Jul 23, 2019 06:14AM ● By Editor
An expert with the Canadian Forest Service says climate change is bringing more insect invaders to northwestern Ontario's boreal forest, killing more trees. Those dead trees, he says, are more prone to catching fire. Photo:  Ontario Northwest Region Forest Fire Management Centre

From CBC News · July 22, 2019 


A researcher with the Canadian Forest Service says, while forest fires are a common and essential part of northwestern Ontario's boreal ecosystem, climate change will alter how frequently the region sees a "bad year."

The 2019 forest fire season has seen several large fires, some of which have forced evacuations of remote First Nations, burned very close to municipalities and damaged some power and telecommunications infrastructure.

"None of the individual fires that are actually occurring would be something that we would say are driven by climate change," said Joshua Johnston, a forest fire research scientist with the Canadian Forest Service. "Ten, 15 years ago, you might have had a bad year every four or five years."

"What we're seeing [now] is a trend towards having more frequent activities, so, basically, it's going to start to become more like an annual basis."

A fire research scientist with the Canadian Forest Service told the CBC's Logan Turner about the link between climate change causing an increase in insect deforestation, as well as hotter and dryer summers and more intense and frequent forest fires. 5:58

One thing that researchers have noticed which also accounts for the frequency with which fires can start, Johnston said, is the spread into the region of more insects that kill tress, making them more prone to catching fire.

"Bugs have killed off larger areas of forest," he said. "And when trees are dead, they're actually quite easy to burn, much more aggressive fire behaviour, typically."

"We also have seen a lot more storm damage, particularly in northwestern Ontario."

That storm damage, he said, knocks down trees, also killing them and drying them out, which also leads to more fuel that's ripe to burn more intensely in a fire.

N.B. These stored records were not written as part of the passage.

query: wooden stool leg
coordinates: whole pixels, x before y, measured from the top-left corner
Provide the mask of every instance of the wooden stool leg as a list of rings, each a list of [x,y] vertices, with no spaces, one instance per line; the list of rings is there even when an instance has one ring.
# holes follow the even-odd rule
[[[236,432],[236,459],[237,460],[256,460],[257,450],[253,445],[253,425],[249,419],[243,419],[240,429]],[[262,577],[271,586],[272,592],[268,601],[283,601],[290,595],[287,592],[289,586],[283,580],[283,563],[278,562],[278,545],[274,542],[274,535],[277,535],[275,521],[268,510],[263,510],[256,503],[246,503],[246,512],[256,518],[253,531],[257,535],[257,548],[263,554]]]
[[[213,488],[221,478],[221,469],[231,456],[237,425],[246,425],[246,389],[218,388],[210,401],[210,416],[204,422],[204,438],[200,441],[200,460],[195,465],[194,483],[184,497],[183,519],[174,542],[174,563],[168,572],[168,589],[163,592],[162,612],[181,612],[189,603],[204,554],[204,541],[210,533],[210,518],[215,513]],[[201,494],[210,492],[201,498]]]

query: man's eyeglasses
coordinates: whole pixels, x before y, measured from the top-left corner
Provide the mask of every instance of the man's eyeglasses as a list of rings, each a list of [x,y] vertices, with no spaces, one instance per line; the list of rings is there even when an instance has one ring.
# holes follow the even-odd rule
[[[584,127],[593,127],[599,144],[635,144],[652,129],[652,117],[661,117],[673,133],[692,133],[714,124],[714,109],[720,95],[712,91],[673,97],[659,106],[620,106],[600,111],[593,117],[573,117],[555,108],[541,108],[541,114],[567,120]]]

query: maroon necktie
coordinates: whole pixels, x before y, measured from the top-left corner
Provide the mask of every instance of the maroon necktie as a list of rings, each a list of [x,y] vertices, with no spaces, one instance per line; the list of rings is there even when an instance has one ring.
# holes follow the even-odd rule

"Frequently ... what I've noticed in the last few years of flying is many more burn scars [on the landscape] that are running into old burn scars," Johnston said. "So there's areas of forest that are re-burning year after year."

Johnston said that, itself, is not uncommon, but the frequency with which he said he now sees evidence of relatively new fires hitting older burns is on the rise. He added that northwestern Ontario's forests may be especially susceptible to the type of tree blowdown that heightens conditions for large fires.

"If you're fighting a fire and you know that, if it comes over the next hill, it's going to hit this stuff, that changes the game entirely," he said. "Because once it enters into it, it's extremely challenging to suppress."